I think I mostly understand the semantics of the various memory_order flags in the C++ atomic library.

However, I'm confused about the following situation:

Suppose we have two threads - Thread A, which is a "main execution" thread, and Thread B, which is some arbitrary thread that is part of a thread pool where tasks can be scheduled and run.

If I perform a "read-write-update" atomic operation using std::memory_order_acq_rel, then perform a non-atomic write on a boolean variable, is the non-atomic write immediately visible to other threads? I would think the answer is no, unless the other threads also access the atomic variable that did the "read-write-update" operation.

So, for example, given a global std::atomic_flag variable X, a global bool value B, and a thread pool object THREADPOOL that has a member function dispatch, which will execute arbitrary function handlers in another thread:

if (!X.test_and_set(std::memory_order_acq_rel)
{
   if (SOME_CONDITION) B = true;
   THREADPOOL.dispatch([]() { 
      // This executes in Thread B
      if (B) { /* do something */ } // are we guaranteed to see changes to B?
   });
}

So in this example, the code inside the lambda function will be executed in a different thread.
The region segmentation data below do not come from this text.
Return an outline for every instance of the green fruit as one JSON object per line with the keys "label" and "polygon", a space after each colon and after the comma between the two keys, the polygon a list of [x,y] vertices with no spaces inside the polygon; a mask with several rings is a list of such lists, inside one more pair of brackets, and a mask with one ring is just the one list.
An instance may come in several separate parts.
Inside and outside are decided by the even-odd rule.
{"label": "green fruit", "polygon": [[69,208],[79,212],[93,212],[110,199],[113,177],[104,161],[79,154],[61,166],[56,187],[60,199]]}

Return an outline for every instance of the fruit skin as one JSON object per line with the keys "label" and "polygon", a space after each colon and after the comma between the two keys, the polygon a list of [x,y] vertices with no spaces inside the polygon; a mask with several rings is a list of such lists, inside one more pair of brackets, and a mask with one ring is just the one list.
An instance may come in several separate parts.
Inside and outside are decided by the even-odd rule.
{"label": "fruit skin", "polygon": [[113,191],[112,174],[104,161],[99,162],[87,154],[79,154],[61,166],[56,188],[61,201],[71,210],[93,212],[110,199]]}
Is that thread necessarily going to see the (non-atomic) update to B made in the first thread? Note that the second thread does not access the atomic_flag, so my understanding is that changes to B will not necessarily be seen in the second thread.

Is my understanding correct here? And if so, would using std::memory_order_seq_cst change that?

2

2 Answers

3
votes

Correct implementation of dispatch method in THREADPOOL should provide happens-before relation between all operations executed by the caller before this method call and all operations executed by the function(lambda in your case), passed to the method.

So, auxiliary thread, executed your lambda function, will definitely see value of B, assigned by the main thread.

Without happens-before order, the only way to garantee immediate visibility of variable modification is to use std::memory_order_seq_cst for both modification and reading. See, e.g., this question.

3
votes

No memory order specification makes future memory accesses visible. At most, they prevent them from becoming visible before the atomic access is visible.

If you want to ensure a particular access does become visible, you must either enforce a particular memory ordering on that access or you must have a future access that uses memory ordering to ensure it is sequenced after the access you want to make visible.

All atomic operations are atomic. Memory ordering only allows you to do three things:

  1. Establish ordering of this atomic operation with respect to prior operations, atomic or not -- this operation is guaranteed to come after them.

  2. Establish ordering of this operation with respect to future operations, atomic or not -- this operation is guaranteed to come before them.

  3. Establish ordering with other atomic operations.

None of these ensure future non-atomic operations occur "soon" or become visible at any particular time.